Building Your Own wc Tool in C# Code Challenge
Table of Contents
The Unix wc (word count) tool is a classic command-line utility that counts the number of lines, words, and characters in a text file. In this post, we’ll work on a minimalistic version of this tool using C#.
For this project let’s focus on clarity over optimization, so even beginners can follow along.
Introduction #
The wc tool is quite useful for analyzing text files in the terminal. It provides simple statistics:
- Number of lines
- Number of words
- Number of characters
- Number of bytes
This blog post is based on a code challenge where the goal is to recreate the functionality of the wc tool in your language of choice.
Below, we’ll build a minimal version of wc using C#.
Step-by-Step Implementation #
First, let’s break down what we’ll need.
- Reading the file: We’ll use a stream to read the contents of the file.
- Counting lines, words, and characters: We’ll write simple methods to count these.
- Handling command-line arguments: We’ll add options to count specific things (lines, words, bytes, etc.).
Here’s the code for our minimal wc tool:
using System;
using System.IO;
using System.Linq;
using static System.Console;
if (args.Length == 0)
{
PrintUsage();
return;
}
var parsedArgs = ArgumentsParser.Parse(args);
try
{
using var reader = new StreamReader(parsedArgs.FilePath);
long lineCount = 0, wordCount = 0, charCount = 0, byteCount = 0;
string? line;
while ((line = reader.ReadLine()) != null)
{
if (parsedArgs.CountLines) lineCount++;
if (parsedArgs.CountCharacters) charCount += line.Length + 1; // +1 for newline character
if (parsedArgs.CountWords) wordCount += CountWords(line);
if (parsedArgs.CountBytes) byteCount += System.Text.Encoding.UTF8.GetByteCount(line) + 1;
}
if (parsedArgs.CountLines) Write($"{lineCount} ");
if (parsedArgs.CountWords) Write($"{wordCount} ");
if (parsedArgs.CountBytes) Write($"{byteCount} ");
if (parsedArgs.CountCharacters) Write($"{charCount} ");
WriteLine(parsedArgs.FilePath);
}
catch (FileNotFoundException)
{
WriteLine($"Error: The file '{parsedArgs.FilePath}' does not exist.");
}
static long CountWords(string line)
{
// Split the line by spaces and count non-empty entries
var words = line.Split(' ', StringSplitOptions.RemoveEmptyEntries);
return words.Length;
}
static void PrintUsage()
{
const string usage_helper = @"Usage: ccwc [OPTION]... [FILE]...
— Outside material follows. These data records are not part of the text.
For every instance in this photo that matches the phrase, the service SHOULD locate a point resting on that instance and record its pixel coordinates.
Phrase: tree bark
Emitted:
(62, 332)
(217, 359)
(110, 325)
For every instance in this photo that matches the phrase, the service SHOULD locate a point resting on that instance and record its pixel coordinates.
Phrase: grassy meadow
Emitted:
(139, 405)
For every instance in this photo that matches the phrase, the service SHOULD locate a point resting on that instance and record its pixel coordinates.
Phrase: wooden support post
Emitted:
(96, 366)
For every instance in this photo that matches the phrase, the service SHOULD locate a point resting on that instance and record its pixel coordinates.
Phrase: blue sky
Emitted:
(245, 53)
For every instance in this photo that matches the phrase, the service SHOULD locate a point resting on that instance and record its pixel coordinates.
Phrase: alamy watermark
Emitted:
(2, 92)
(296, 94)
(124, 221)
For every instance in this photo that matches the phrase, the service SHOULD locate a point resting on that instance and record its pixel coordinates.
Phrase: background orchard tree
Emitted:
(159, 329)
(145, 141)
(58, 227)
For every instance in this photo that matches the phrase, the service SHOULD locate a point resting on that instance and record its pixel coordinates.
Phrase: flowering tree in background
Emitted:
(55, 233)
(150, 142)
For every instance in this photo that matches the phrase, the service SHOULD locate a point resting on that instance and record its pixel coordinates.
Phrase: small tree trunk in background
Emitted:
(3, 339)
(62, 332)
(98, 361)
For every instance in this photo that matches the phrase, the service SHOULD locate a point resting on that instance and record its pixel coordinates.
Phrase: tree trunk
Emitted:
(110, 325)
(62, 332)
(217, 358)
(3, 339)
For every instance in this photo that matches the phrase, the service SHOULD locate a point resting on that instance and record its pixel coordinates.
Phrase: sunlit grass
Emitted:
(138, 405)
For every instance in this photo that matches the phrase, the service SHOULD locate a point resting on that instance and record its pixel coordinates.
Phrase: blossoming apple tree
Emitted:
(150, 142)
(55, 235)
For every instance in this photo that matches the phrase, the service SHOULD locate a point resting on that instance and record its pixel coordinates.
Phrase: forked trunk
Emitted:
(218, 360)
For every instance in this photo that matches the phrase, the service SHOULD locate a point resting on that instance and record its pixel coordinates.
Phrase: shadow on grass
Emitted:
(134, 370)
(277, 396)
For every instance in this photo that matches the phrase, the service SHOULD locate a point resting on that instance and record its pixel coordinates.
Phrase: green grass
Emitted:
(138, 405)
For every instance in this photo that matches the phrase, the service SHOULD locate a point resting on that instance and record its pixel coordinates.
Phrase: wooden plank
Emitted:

or: ccwc [OPTION]... --files0-from=F
Print newline, word, and byte counts for each FILE, and a total line if
more than one FILE is specified. A word is a non-zero-length sequence of
characters delimited by white space.
With no FILE, or when FILE is -, read standard input.
The options below may be used to select which counts are printed, always in
the following order: newline, word, character, byte, maximum line length.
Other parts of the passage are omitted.